Fixing the Capital’s garbage problem
For the fifth year in a row, Indore was adjudged the cleanest city in the one million-plus population category by Swachh Survekshan 2021, the Centre’s survey on cleanliness, hygiene, and sanitation. For the national Capital’s urban local bodies, the results were mixed. While the New Delhi Municipal Council (NDMC) topped in the category of cities with 0.1 million to one million population, the North Delhi Municipal Corporation (MCD) ranked 45 of 48 cities in the category with a population over one million. East MCD is ranked at 40. South MCD is at 31. NDMC’s ranking is not surprising because it is cash-rich, better staffed (it is in charge of VIP areas), and waste generation in the area under its purview is much lower than in the other three.
The survey results prove the MCDs have not been able to put in place an effective plan to segregate waste at source. Their capacity for waste disposal is also poor. Delhi generates 12,350 tonnes of solid waste daily and this is expected to rise to 18,915 tonnes by 2041. Of the total waste generated, only 85% is collected by the municipal corporations and 55% ends up in landfills. The North and East MCDs set a November 1 deadline after which segregated waste would be collected from homes, but implementation has been poor.

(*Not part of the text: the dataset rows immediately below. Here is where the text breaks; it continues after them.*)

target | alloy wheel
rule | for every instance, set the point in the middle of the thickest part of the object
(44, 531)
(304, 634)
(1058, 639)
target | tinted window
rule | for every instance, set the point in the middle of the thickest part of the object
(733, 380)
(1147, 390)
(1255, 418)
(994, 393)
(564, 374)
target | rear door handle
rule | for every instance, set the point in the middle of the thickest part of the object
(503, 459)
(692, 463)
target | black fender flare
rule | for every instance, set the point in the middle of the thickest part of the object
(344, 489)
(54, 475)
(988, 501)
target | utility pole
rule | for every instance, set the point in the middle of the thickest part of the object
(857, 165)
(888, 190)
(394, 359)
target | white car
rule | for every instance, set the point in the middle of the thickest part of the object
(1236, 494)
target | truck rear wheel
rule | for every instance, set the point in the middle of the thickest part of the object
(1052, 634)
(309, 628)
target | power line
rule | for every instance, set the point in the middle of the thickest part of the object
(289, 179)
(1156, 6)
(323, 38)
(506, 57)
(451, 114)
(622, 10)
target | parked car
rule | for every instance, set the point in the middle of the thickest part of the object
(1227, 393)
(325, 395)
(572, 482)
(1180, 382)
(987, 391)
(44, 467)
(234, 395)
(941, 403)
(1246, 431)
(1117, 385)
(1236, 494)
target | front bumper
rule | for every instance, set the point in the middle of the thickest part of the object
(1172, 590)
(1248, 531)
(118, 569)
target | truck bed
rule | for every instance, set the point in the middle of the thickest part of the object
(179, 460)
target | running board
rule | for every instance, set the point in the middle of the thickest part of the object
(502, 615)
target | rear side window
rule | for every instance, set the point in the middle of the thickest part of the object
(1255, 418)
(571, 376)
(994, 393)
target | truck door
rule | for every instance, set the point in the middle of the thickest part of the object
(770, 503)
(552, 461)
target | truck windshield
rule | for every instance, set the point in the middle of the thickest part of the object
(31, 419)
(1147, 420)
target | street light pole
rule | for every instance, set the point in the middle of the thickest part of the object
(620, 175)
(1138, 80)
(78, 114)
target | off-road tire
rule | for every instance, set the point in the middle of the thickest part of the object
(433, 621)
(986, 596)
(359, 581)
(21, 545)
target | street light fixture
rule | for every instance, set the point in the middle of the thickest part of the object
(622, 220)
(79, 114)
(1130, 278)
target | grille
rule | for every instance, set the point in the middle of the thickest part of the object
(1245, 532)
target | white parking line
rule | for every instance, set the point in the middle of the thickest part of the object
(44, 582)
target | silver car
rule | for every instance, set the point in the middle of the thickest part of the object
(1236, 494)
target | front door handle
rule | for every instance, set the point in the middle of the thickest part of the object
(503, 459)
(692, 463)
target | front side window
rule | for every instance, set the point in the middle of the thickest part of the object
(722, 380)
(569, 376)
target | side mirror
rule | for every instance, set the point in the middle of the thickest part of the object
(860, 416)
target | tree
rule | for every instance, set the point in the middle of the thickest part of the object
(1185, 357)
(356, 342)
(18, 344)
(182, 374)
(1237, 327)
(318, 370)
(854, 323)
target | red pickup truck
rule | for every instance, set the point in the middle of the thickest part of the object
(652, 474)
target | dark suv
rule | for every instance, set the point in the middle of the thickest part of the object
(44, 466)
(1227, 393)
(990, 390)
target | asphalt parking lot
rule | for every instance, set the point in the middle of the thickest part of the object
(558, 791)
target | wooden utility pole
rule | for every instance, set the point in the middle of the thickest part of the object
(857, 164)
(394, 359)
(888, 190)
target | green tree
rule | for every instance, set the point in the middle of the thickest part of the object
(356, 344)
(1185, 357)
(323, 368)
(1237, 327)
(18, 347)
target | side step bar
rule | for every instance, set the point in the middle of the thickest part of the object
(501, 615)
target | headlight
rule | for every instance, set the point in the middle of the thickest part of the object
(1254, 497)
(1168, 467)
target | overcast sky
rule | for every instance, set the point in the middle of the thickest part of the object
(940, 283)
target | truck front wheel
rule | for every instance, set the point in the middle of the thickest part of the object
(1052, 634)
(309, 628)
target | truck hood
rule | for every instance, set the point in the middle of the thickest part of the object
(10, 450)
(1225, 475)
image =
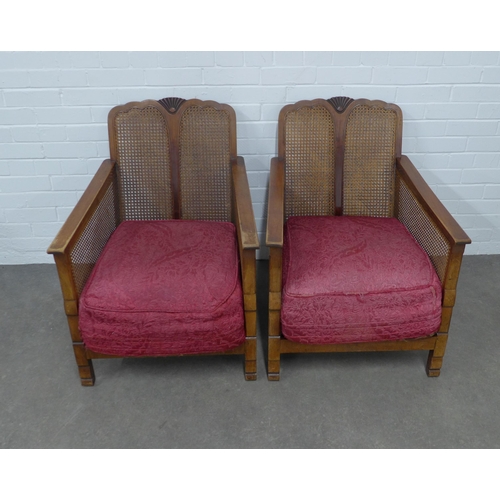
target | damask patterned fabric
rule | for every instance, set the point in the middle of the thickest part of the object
(356, 279)
(165, 287)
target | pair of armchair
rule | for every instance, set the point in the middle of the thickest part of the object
(158, 256)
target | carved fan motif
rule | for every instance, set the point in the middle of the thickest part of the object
(340, 103)
(171, 104)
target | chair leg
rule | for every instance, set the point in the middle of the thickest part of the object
(251, 358)
(274, 359)
(435, 359)
(85, 367)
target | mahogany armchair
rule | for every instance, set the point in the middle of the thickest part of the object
(158, 256)
(363, 256)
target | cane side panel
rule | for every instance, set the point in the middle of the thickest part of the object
(93, 238)
(369, 162)
(309, 162)
(423, 229)
(143, 165)
(204, 159)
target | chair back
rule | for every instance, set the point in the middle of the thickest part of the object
(173, 159)
(340, 156)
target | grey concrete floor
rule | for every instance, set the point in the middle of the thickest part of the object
(351, 400)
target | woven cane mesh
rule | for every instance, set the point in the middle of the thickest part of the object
(205, 164)
(143, 165)
(369, 162)
(430, 238)
(309, 162)
(91, 242)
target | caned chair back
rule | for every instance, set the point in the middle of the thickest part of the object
(340, 156)
(173, 159)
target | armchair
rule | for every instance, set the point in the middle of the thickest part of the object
(363, 256)
(158, 256)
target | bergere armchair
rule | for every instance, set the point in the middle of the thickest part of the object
(363, 256)
(158, 256)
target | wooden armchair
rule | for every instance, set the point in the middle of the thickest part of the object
(158, 256)
(363, 256)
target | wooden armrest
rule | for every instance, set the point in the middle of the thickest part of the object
(430, 203)
(247, 230)
(275, 206)
(84, 208)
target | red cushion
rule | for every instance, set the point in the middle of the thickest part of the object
(356, 279)
(165, 287)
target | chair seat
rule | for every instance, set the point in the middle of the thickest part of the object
(165, 287)
(356, 279)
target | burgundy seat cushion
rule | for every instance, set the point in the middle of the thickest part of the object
(356, 279)
(165, 287)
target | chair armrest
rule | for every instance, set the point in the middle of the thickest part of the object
(82, 237)
(430, 203)
(275, 206)
(244, 217)
(83, 210)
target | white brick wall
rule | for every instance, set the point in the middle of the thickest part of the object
(54, 105)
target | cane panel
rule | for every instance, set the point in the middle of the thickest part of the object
(423, 229)
(309, 162)
(143, 164)
(97, 231)
(369, 162)
(204, 164)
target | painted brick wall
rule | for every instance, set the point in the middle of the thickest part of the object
(54, 105)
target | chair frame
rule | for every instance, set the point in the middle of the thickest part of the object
(106, 176)
(428, 203)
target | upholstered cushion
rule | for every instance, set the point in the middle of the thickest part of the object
(356, 279)
(165, 287)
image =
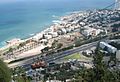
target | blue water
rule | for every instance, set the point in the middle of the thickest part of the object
(19, 19)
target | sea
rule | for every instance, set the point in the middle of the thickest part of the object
(23, 18)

Much of Delhi’s garbage issue depends on waste segregation at source. And so, corporations must invest in programmes to ensure that citizens understand the value of segregation at source. The draft Master Plan of Delhi 2041 rules out new landfill sites and wants minimum waste localities to be developed. The MCDs must learn from Indore. It has eliminated garbage dumps, ensured 100% household waste segregation, and turned waste into products.